Fortunately, an ambitious empirical project by Majorie Schultz (Berkeley Law) and Sheldon Zedeck (Berkeley Psychology) seeks to improve the current system of law school entrance exams (see ABA Journal story). The project, which began in 2001 with grant funding from the LSAC, explores the possibility of creating a test that captures a broader array of characteristics relevant to success as a lawyer. Note that the most difficult threshold task of the project is to operationalize into measurable attributes what it means to be a "successful" or "competent" lawyer.

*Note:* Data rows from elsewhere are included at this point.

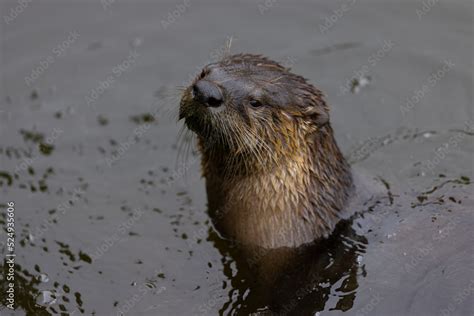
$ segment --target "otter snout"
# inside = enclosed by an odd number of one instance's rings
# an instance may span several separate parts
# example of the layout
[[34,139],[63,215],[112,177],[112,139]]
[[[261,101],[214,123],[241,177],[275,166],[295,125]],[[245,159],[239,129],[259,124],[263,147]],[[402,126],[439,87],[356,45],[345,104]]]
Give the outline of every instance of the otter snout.
[[224,102],[221,89],[213,82],[199,80],[192,87],[193,99],[208,107],[219,107]]

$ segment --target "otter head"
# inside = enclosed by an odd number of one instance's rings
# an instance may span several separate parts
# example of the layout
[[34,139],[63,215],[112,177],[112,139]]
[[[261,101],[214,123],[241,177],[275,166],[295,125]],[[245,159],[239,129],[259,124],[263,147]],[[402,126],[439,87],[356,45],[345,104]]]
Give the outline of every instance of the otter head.
[[249,54],[205,66],[185,90],[179,116],[198,135],[203,154],[228,158],[227,168],[244,161],[247,171],[292,157],[329,123],[319,90],[280,64]]
[[244,244],[297,246],[329,233],[352,177],[322,93],[267,58],[204,67],[180,118],[198,135],[218,230]]

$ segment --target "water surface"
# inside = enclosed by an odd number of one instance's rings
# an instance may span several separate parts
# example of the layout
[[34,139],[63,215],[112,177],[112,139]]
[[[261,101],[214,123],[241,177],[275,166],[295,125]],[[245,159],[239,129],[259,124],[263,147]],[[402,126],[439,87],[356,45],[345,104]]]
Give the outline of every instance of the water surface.
[[[17,309],[0,313],[472,314],[472,3],[422,6],[45,0],[2,21]],[[176,87],[230,37],[325,91],[343,152],[384,188],[273,289],[212,230],[199,158],[177,158]]]

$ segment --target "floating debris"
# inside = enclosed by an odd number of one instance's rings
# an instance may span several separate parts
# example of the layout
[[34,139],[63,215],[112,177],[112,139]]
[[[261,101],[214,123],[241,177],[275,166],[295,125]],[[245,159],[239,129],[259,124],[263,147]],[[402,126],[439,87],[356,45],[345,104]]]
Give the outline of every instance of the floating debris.
[[39,98],[39,93],[38,93],[38,90],[34,89],[33,91],[31,91],[31,94],[30,94],[30,99],[31,100],[36,100]]
[[99,122],[99,125],[102,126],[109,124],[109,120],[103,115],[97,116],[97,122]]
[[39,144],[38,148],[39,148],[40,152],[45,156],[51,155],[51,153],[54,150],[54,146],[51,145],[51,144],[48,144],[48,143],[41,143],[41,144]]
[[362,90],[362,88],[368,86],[372,78],[370,76],[361,76],[359,78],[354,78],[351,81],[351,92],[357,94]]
[[155,121],[155,117],[150,113],[144,113],[139,115],[133,115],[130,120],[137,124],[151,123]]

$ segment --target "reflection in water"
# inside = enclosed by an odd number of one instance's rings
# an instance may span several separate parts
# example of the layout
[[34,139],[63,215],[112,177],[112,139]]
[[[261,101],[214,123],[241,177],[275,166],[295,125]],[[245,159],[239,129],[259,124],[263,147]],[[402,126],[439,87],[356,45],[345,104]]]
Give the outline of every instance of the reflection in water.
[[[371,232],[369,228],[374,227],[384,234],[379,224],[385,218],[393,222],[390,214],[398,218],[401,210],[412,215],[411,221],[416,221],[416,217],[423,218],[423,213],[427,212],[432,222],[436,221],[434,214],[440,212],[439,205],[446,204],[447,212],[452,212],[452,204],[461,205],[461,202],[450,192],[457,186],[470,185],[471,181],[467,176],[445,179],[442,175],[440,179],[430,189],[415,196],[410,193],[394,194],[391,185],[380,179],[385,186],[385,194],[366,201],[366,212],[341,221],[328,239],[297,249],[256,249],[236,245],[222,239],[211,229],[208,240],[221,253],[223,272],[230,280],[230,289],[219,310],[220,315],[249,315],[255,312],[259,315],[315,315],[323,310],[352,309],[360,283],[358,278],[367,276],[362,257],[369,243],[361,235],[364,234],[362,231]],[[443,189],[442,192],[438,192],[440,189]],[[445,199],[446,195],[450,198]],[[434,204],[437,207],[427,207]],[[413,209],[416,209],[415,213]],[[388,229],[387,238],[396,234],[393,229],[402,229],[401,223],[408,213],[398,220],[400,226]],[[368,227],[362,228],[359,219],[364,218],[368,221],[362,225]],[[409,258],[405,260],[408,262]],[[223,289],[226,287],[227,284],[224,284]]]
[[359,262],[367,245],[352,224],[341,221],[328,239],[296,249],[250,249],[210,231],[209,240],[221,252],[224,273],[231,280],[220,314],[309,315],[327,304],[329,309],[349,310],[357,278],[365,274]]
[[[5,279],[7,275],[8,265],[0,265],[2,271],[2,278],[0,278],[0,291],[6,293],[8,283]],[[46,284],[49,278],[44,274],[30,273],[22,266],[15,264],[15,309],[20,309],[25,312],[27,316],[42,316],[42,315],[69,315],[73,311],[83,313],[82,302],[79,293],[74,293],[75,298],[69,296],[70,289],[67,285],[61,286],[58,282],[53,284]],[[51,289],[42,289],[45,286]],[[0,305],[1,309],[6,310],[7,301],[2,297]],[[68,306],[69,305],[69,306]]]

According to the story, Schulz and Zedeck have conducted extensive interviews with hundreds of law alumni, faculty, judges, clients, and hiring partners to generate a list of 26 "effectiveness factors" for practicing lawyers. Remarkably, this research has lead to a pilot test (starting this month) open to 25,000 graduates of Boalt Hall and UC Hastings.
The next threshold will be demonstrating the test's validity--i.e., empirical evidence that the scores really do measure the putative attributes in a reliable way. Anyway, this is a truly visionary project that was difficult to get off the ground. Whether the project successes or fails, the world is better off from their efforts to address this complex, high-stakes issue. Kudos to Schultz and Zedeck!